Проект «Лазарь» (Хемон) - страница 53

— Тебе все равно нельзя здесь оставаться.

— Мне только ночь пересидеть. Потом мы что-нибудь придумаем.

— Я тебя ненавижу, Исидор. Тебя и твои идеи. Он, видите ли, собрался изменить мир. Высокие мечты. Ты витаешь в облаках. Почему ты не оставил нас в покое?

— Я хотел только одного: иметь достойную жизнь. Помоги мне, Ольга. Пожалуйста.

Она кладет словарь и протягивает руку в темноту. Исидор скользкими пальцами с такой силой в нее вцепляется, что чуть не стаскивает Ольгу вниз.

— Будь ты проклят, Исидор. Ты и тебе подобные, — говорит Ольга. Словарь падает в дырку, ударяет Исидора по лицу и с всплеском утопает в дерьме.

— Что это было? — вскрикивает Исидор.

Лежа в кровати, Ольга укрывается с головой, стараясь отгородиться от холода и запаха фекалий, хотя понимает: ей никогда не избавиться от вони и холода; чудом будет, если она не заболеет воспалением мозга. Она отнесла Исидору одеяло и кусок черствого хлеба, спрятав их под платьем. «Что, понос разобрал?» — фыркает полицейский с брезгливой гримасой. Он, похоже, не блещет умом, но Ольгу тревожит, как бы он не собрался пойти в туалет. «Не волнуйся, они не срут там, где евреи», — успокоил ее Исидор.

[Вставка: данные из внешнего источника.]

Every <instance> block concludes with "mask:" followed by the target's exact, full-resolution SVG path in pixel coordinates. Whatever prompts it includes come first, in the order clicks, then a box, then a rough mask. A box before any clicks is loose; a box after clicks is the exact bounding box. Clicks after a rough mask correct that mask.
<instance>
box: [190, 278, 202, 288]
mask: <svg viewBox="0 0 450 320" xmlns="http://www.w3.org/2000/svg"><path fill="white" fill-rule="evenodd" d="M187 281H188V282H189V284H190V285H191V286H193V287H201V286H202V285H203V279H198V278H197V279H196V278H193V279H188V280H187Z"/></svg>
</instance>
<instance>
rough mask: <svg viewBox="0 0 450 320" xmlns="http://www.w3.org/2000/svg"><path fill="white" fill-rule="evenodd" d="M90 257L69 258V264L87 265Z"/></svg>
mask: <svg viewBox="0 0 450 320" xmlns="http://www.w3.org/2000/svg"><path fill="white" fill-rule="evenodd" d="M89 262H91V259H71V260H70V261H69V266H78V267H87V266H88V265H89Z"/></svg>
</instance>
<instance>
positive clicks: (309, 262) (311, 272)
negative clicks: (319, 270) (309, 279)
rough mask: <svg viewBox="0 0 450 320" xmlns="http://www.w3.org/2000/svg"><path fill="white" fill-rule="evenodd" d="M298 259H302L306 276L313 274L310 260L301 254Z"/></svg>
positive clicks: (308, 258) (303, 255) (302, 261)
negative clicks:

Теперь Исидор восседает на толчке, как повелитель дерьма на троне, закутавшись в тонкое одеяло, и размышляет о свободном мире, где во всех домах есть канализация. «Надеюсь, в туалет мне в ближайшее время не приспичит», — пытается он шутить, но Ольге не до смеха. Она больше не будет смеяться, никогда. Она помылась в тазу, чуть ли не час терла руки, но без толку, запах фекалий, похоже, впитался во все поры.

В памяти всплывает картина: Лазарь возвращается домой с Исидором, несет три дюжины яиц в кульке из газеты, все целехоньки, ни одно не разбилось. Они осторожно выкладывают яйца в миску, продолжая спорить об услышанном на лекции Голдманихи: Исидор с нарочитым пафосом воздевает руки, Лазарь рядом с ним — вылитый только что оперившийся неуклюжий птенец.

Исидор в туалете; везде вокруг полицейские; Лазарь мертв; от меня несет говном и скорбью; гроза никак не закончится; я потерялась в чужой стране. В общем, жизнь как жизнь.

Дорогая мамочка, не знаю, с чего начать…

Она поворачивается на бок, просовывает правую руку под подушку; слышно, как под наволочкой шуршит солома. Исидор постарается улизнуть перед рассветом, пока все спят мертвым сном; гроза когда-нибудь закончится. Если я усну, а проснусь уже мертвой, то эта убийственная тоска навсегда оставит меня в покое.

ложь

локомотив

ломать

В морге у него было такое злое лицо, такое напряженное… Сжатые губы, тонкие как ниточка. Что его разозлило? Он рассуждал об анархии и свободе, полиции и справедливости. И об Америке. «Из-за того, что единицы владеют всем, большинство не имеет ничего. Мы — часть этого большинства, живем такой же жизнью. Знаешь, Ольга, у меня от работы немеют пальцы. Поэтому, когда я пишу, мне трудно держать ручку. К чему бы я ни притрагивался, все на ощупь похоже на яйцо». Лазарь мечтал стать репортером в газете «Еврейское слово». Он бы разъезжал по всему миру и писал про свои путешествия. Хлеб он резал плавными замедленными движениями, словно распиливал. У него были жутко костлявые руки, а локти торчали как ощипанные кончики крыльев.